Treacher Syndrome is a very rare cranio-facial condition that effects 1 in 50,000 births in the USA alone and sadly there is no way of knowing if your child is going to have it until the day of birth. This is one very little brave boys story, please meet Nathaniel.

As luck would have it, one beautiful night whilst out walking along the beach, both Magda and Russel would meet by chance, and shortly after marry. As with most young parents, the desire to add to their family came some three years later when Magda announced to Russel she was pregnant with their first child.

It is nearly midnight in a hospital in Manhattan where nurses in the delivery ward are urging one of the expectant mothers to keep trying, keep pushing. Magda Newman and her husband Russel have been in labour for hours. The endless waiting nearly just as agonising as the physical pain she is enduring.

Magda and Russel were both concerned, the delivery was taking far too long. The doctor just kept putting it down to it being her first delivery and that she wasn’t pushing hard enough. When the child inside her started showing signs of distress, the doctors made an on the spot decision to do a caesarean.

Once the child was delivered, life for both these parents, would change forever.

Russel’s first thought after seeing his new born son was that he didn’t even look like a human being. A crushing blow to a dream of parenthood that itself had only been born some three years earlier. Magda had a seemingly trouble free pregnancy. Magda was 24 years old, she appeared in the best of health, so why would doctors have reason for concern. She was in the ultimate low risk pregnancy category, so no extra testing was required. Her later diagnosis did not show up on any of Magda’s pre-natal scans – a common occurrence in cases of Treacher Collins.

Back in the operating room after 17 hours of labour, happiness turns to despair and horror. Russel doesn’t recall fainting, but he certainly recalls screaming at the top of his voice “oh my god, oh my god”. Still unaware of what is happening, Magda began reading peoples facial expressions, and knew something was majorly wrong. The baby was removed and immediately taken to another room. Magda at this stage watched as 20 or so people ran into the room. She feared the worst as she still hadn’t heard the baby cry. Her continued questions “Is he alive?, What is wrong? I want to see my baby?” go unanswered by hospital staff. They didn’t want to show her, her own baby.

Russel recalls Nathanial had no distinctive cheek bones, no upper or lower eyelids. He also had no eye sockets, ears, and had a severely undeveloped jaw. His face was totally disfigured and even more terrifying, Nathanial is not breathing. Magda is at this stage was left in the delivery room as doctors frantically try to save the baby’s life. His nasal passageway is nearly solid bone and his airway is so narrow it was like trying to breathe through a soda straw. Eating would also become problematic. Regardless of all the negatives, one positive would remain, Nathaniel’s brain function was completely unaffected.

Whilst this was all going on, a doctor called Russel out of the operating room and began to flick through an old book, written in the 60’s with black and white pictures. He recalls looking at the pictures of teenage children with Treacher Collins Syndrome, thinking to himself “that is what my child is going to look like”.

After officially naming their child Nathanial, they made contact with the Institute of Reconstructive Plastic Surgery at NYU Langone Medical Centre, a leading hospital working with children with this rare condition.
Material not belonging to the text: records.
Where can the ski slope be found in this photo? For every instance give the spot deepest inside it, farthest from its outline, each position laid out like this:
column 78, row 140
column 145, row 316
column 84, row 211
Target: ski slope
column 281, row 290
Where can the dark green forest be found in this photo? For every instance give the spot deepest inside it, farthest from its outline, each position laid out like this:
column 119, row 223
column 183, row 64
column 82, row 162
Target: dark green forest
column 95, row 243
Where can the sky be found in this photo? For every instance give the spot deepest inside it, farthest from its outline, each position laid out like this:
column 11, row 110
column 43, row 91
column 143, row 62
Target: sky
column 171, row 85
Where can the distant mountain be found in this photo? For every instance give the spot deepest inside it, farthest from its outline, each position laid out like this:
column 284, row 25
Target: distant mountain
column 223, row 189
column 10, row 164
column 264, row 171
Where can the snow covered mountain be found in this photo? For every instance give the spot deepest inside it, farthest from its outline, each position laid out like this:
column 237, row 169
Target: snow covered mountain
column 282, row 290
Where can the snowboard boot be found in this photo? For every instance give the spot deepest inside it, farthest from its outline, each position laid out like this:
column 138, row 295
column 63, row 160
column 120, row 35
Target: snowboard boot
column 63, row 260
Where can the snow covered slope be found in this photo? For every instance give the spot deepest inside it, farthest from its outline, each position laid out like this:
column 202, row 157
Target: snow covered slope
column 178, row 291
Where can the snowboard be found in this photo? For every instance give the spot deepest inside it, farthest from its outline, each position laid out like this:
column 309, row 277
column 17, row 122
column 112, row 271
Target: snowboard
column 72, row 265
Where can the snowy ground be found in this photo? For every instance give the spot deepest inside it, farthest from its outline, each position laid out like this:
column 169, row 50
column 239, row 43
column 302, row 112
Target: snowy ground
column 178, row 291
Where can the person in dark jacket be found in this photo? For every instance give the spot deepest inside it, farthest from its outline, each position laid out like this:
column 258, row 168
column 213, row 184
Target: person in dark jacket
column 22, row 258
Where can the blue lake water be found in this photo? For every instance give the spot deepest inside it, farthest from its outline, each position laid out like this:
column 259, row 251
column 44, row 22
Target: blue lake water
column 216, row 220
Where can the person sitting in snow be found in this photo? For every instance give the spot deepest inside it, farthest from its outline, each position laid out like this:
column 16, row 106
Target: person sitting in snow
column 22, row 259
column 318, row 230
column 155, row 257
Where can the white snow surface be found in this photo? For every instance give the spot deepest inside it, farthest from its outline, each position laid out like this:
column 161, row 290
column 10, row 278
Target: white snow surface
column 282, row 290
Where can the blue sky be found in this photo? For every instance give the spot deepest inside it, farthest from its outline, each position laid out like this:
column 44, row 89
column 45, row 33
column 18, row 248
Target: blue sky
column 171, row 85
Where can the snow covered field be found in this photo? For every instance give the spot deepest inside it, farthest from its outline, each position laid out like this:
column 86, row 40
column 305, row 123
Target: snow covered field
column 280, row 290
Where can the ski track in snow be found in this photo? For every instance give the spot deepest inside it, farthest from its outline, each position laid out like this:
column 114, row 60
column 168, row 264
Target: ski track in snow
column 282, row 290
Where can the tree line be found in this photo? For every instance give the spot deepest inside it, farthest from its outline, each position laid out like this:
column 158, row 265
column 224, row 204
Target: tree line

Russel leaves a message and within hours receives a call back. The person on the other end of the phone was Shelly Cohen a speech and language therapist who immediately says “Hey, Mr. Newman, You had a baby boy, I heard. That’s wonderful.”

This was the first time the new parents had been congratulated on their son’s birth. Russel recalls thinking “are you freaking nuts?”. People were still in shock, paralysed in their own bodies, not knowing what to do next. Shelly told Russel that his son was going to live a long, healthy, happy, wonderful life and Russel believed every word of it.

Nathanial is transferred to the Neonatal Intensive Care Unit at NCIU and it is here where he will spend the first month of his life. The Newman’s here meet a nurse named Pat Chibbaro. Pat recalls how distraught the parents were. They kept asking when is the surgery going to take place to make this all go away and make their son normal.

This was when she explained to them that its going to be a journey, it’s not just one quick fix surgery. And for the Newman’s, the journey was just beginning. Then something happened that would give them hope, hope that would remain with them through the course of Nathanial’s treatments, and the years ahead. Whilst in the hospital, Russel was watching the Grammy Awards on the tv, and the show opens with Christina Aguilera and she was performing her latest hit ‘Beautiful”. Russel recalls the lyrics, “I am beautiful, no matter what they say, words can’t bring me down”. It was at this moment they believed that their son would be beautiful, not because of his appearance but because of who he was inside. Once they listened to the performance by Christina, they immediately went to see their son, and this was the first time they held onto his little hand and Russel recalls how awesome it felt.

Right there and then, both parents made a pledge to each other and their son that they would always see the beauty in him and would never hide him from the world or hide the world from him.

Magda recalls that it would take nearly a year before she could bring herself to look into Nathaniel’s beautiful little face without flinching or crying.

Later Nathaniel would undergo some 10 surgeries to improve his quality of life that his mother described as brutal, where they had to break most of the bones in his face so they could be reset and make it easier for him to breathe. After several failed surgical attempts to open his nasal passages, an emergency tracheotomy was performed on Nathaniel – a surgical procedure in which an incision is made in the trachea creating a direct airway. It is a procedure as life-altering as it is life-saving.

Once your life becomes dependent on a trach, your life changes completely. Both Nathaniel’s brain and body must now learn to breath in a totally different way to what the body wants. He also becomes prone to infection. Bathing can be very scary, and particular care must be taken to avoid water entering the trach tube.

Both parents also had to work out a roster where they would share shifts, so they could constantly monitor their fragile sons sleeping through the night..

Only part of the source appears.